Look at that reference to “the Master of Misselthwaite”: bringing up the issue of ownership and inheritance, which the text has been muttering about in relation to Colin (if Colin, as had seemed likely, had died before his father, Misselthwaite was expected to pass outside the Craven family, to his doctor, a cousin of Mr Craven’s). This is a story that’s fundamentally invested in the restoration of the patriarchal order: ensuring that the male line remains secure. Mary exists to restore fertility to this frozen patriarchal order: she arrives in the winter, brings spring and rebirth to the neglected garden, breathes metaphorical life into the dying Colin. Both Cravens have hitherto been locked in what’s presented as a sterile and even self-indulgent state of illness – in Colin’s case, general sickliness; in Mr Craven’s case something that looks very much like severe depression. Mary’s restoration of femininity to Misselthwaite, to patriarchy, gives them a future, and both shake their illnesses off with a quick burst of Positive Thinking. (As an aside, I cannot begin to express how sickening Hodgson Burnett’s positioning of Postive Thinking as a cure for all ills is.) Femininity is a support in this book, a way of allowing the male line to continue. Mary is valuable in the text only as she facilitates the regeneration of the Craven family.

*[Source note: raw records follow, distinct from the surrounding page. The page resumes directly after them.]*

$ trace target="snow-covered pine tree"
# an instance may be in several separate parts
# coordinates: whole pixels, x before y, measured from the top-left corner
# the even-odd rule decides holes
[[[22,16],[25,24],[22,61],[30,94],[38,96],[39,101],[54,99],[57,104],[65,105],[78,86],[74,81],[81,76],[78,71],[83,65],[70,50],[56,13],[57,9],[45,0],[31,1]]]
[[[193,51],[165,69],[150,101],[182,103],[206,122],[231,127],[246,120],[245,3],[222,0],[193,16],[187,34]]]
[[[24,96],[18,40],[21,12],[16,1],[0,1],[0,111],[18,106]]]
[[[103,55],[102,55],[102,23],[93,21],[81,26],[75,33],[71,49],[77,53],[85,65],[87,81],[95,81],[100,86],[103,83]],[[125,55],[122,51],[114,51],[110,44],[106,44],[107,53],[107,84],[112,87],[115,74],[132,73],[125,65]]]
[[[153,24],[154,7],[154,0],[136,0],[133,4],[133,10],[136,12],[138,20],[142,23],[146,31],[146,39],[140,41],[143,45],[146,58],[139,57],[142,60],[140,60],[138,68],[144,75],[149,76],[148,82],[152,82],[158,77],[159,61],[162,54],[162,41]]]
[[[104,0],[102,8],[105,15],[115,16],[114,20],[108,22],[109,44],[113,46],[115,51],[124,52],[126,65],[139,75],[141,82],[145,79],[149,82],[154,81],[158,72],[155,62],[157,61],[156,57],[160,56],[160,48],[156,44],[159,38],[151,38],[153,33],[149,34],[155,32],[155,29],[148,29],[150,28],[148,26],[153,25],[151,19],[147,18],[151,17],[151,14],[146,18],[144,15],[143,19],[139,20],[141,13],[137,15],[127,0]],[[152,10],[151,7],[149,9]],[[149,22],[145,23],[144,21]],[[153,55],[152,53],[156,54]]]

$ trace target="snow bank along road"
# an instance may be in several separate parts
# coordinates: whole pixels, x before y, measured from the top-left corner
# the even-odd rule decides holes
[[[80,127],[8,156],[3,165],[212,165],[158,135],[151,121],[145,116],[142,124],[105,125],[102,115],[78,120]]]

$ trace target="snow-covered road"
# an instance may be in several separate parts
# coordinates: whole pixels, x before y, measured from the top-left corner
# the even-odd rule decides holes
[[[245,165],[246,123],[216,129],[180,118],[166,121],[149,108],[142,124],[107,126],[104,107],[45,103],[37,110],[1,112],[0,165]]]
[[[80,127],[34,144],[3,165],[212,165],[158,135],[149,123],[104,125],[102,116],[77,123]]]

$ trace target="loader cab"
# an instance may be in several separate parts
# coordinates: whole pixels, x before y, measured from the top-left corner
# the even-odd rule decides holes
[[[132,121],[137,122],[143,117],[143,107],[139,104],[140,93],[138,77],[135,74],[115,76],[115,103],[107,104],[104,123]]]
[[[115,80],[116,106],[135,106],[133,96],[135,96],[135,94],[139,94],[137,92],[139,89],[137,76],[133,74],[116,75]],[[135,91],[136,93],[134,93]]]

And yet, Wikipedia the Fount of All Knowledge informs me that The Secret Garden was rated the fifteenth-best children’s book ever in 2012.

Sometimes you have to wonder what the point of anything is.

2 thoughts on “Review: The Secret Garden

  1. “Mrs Craven’s rose garden is locked up as a reminder of death and of patriarchy’s reliance on the transient and unstable: she died falling from a branch in the garden.”

    I’m not sure I understand what you mean by “patriarchy’s reliance on the transient and unstable”? I would usually see patriarchy as relying on things being stable and objective whether or not they are – and so the garden is locked up because patriarchy can’t deal with the falure of permanence and structure that happened in it. Is that what you meant?

    I often fail to understand things written perfectly plainly, so my apologies,
    The Circumlocutor

    Like

    1. I wrote this in a rush because I’d been procrastinating on the Hitchhiker’s Guide to the Galaxy game, so it is probably not the best-argued thing I have ever written.
      But, yes, that is what I mean: the garden has to be locked up because the patriarchy doesn’t like to be reminded that it relies on icky biological (and thus feminine, other) processes like birth and death which can’t be clamped down and ordered.